El Concello do Rosal y la Diputación de Pontevedra han dado un paso decisivo para reactivar la transformación de la carretera de Santa Ana, una intervención considerada clave para mejorar la seguridad y la movilidad en el municipio.
La alcaldesa, Ánxela Fernández Callís, mantuvo un encuentro con la diputada de Infraestruturas Públicas e Mobilidade, Belén Cachafeiro, con el objetivo de avanzar en la ejecución de la nueva senda en la carretera provincial EP-3302.
Una actuación “estratéxica moi demandada pola veciñanza” que permitirá conectar el casco urbano del Calvario con Santa Ana, un vial con “alta densidade de tráfico e moi transitada a pé e en bicicleta por rosaleiros e rosaleiras e que hoxe carece das medidas de seguridade necesarias”. Esta intervención seguirá el modelo ya implantado en la senda Tabagón–As Eiras, convertida en referente de movilidad segura en O Rosal.
Según la alcaldesa, se trata de un proyecto “totalmente prioritario e froito dun consenso social amplísimo, porque permitirá conectar o centro con gran parte dos barrios do Rosal e transformar de maneira profunda a mobilidade diaria das persoas”. Fernández Callís añadió además que “o noso obxectivo é traballar intensamente e man a man coa Deputación para que este camiño sexa unha realidade”.

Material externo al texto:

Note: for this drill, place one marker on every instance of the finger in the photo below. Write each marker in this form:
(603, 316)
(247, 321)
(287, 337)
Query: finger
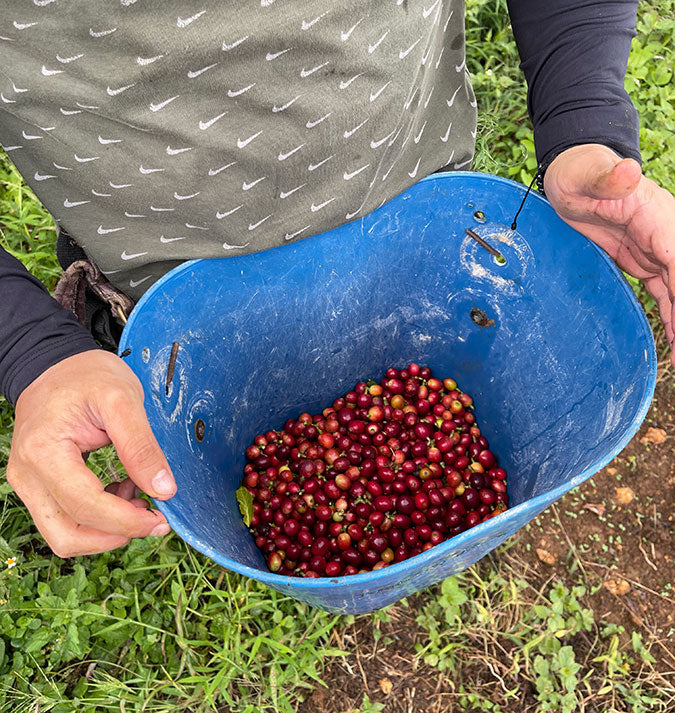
(65, 537)
(82, 497)
(657, 288)
(137, 446)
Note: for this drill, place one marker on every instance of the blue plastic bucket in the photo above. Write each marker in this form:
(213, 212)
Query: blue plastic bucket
(552, 345)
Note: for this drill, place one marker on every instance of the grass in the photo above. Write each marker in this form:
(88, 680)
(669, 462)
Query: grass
(156, 626)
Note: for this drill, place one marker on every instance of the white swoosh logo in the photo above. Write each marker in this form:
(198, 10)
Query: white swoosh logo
(344, 36)
(349, 176)
(227, 48)
(175, 152)
(115, 92)
(103, 33)
(375, 144)
(404, 53)
(136, 283)
(241, 144)
(451, 101)
(427, 11)
(285, 194)
(204, 125)
(184, 23)
(314, 166)
(235, 93)
(65, 60)
(143, 61)
(284, 156)
(306, 25)
(216, 171)
(419, 136)
(290, 236)
(196, 73)
(72, 204)
(312, 124)
(162, 239)
(306, 72)
(247, 186)
(253, 226)
(347, 134)
(104, 231)
(161, 105)
(372, 48)
(224, 214)
(321, 205)
(344, 85)
(410, 101)
(273, 55)
(276, 109)
(373, 97)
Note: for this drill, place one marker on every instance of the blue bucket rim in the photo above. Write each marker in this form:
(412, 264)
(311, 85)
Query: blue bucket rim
(484, 528)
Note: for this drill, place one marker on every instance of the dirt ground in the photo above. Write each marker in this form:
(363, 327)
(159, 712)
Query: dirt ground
(618, 527)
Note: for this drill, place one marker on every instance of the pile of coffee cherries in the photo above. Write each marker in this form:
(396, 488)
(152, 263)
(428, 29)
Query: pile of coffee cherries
(387, 472)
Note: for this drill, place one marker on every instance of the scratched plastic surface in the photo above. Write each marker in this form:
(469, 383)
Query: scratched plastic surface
(562, 375)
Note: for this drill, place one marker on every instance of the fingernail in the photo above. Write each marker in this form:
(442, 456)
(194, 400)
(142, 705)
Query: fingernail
(163, 529)
(163, 483)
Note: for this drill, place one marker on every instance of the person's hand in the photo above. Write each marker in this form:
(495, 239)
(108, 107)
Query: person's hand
(609, 200)
(78, 405)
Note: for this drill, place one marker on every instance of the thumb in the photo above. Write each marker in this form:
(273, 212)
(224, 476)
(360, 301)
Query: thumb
(127, 426)
(602, 175)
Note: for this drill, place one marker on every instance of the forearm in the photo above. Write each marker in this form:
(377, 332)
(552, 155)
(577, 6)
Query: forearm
(574, 55)
(35, 331)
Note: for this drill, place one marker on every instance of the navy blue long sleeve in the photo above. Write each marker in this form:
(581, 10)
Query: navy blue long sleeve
(574, 55)
(35, 331)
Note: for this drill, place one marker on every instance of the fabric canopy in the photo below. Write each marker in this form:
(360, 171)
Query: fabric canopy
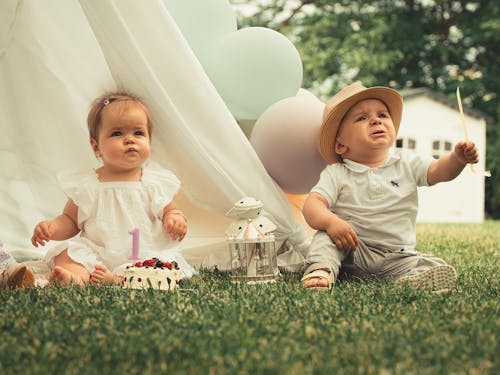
(56, 56)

La primera fase del proyecto contempla la construcción de una senda de 500 metros de longitud en la carretera de Santa Ana, con la posibilidad de una segunda fase que prolongaría el itinerario por la carretera de Barrosa. La Diputación se ha comprometido a iniciar los trámites para actualizar el proyecto ya redactado y poner en marcha la iniciativa, además de trabajar en su cofinanciación, que incluirá también fondos municipales.
“Estamos diante da actuación máis relevante que queda pendente no Rosal por parte da Deputación tras finalizar a senda entre Tabagón e As Eiras. Falamos dunha obra estratéxica, necesaria e demandada, que mellorará a seguridade e conectividade de moitas persoas cada día”, destacó la regidora.
Con este impulso, el Gobierno municipal continúa avanzando en su modelo de movilidad amable, segura y conectada. Un camino que, según subrayan desde el Concello, muy pronto dejará de ser una aspiración para convertirse en una realidad palpable de progreso.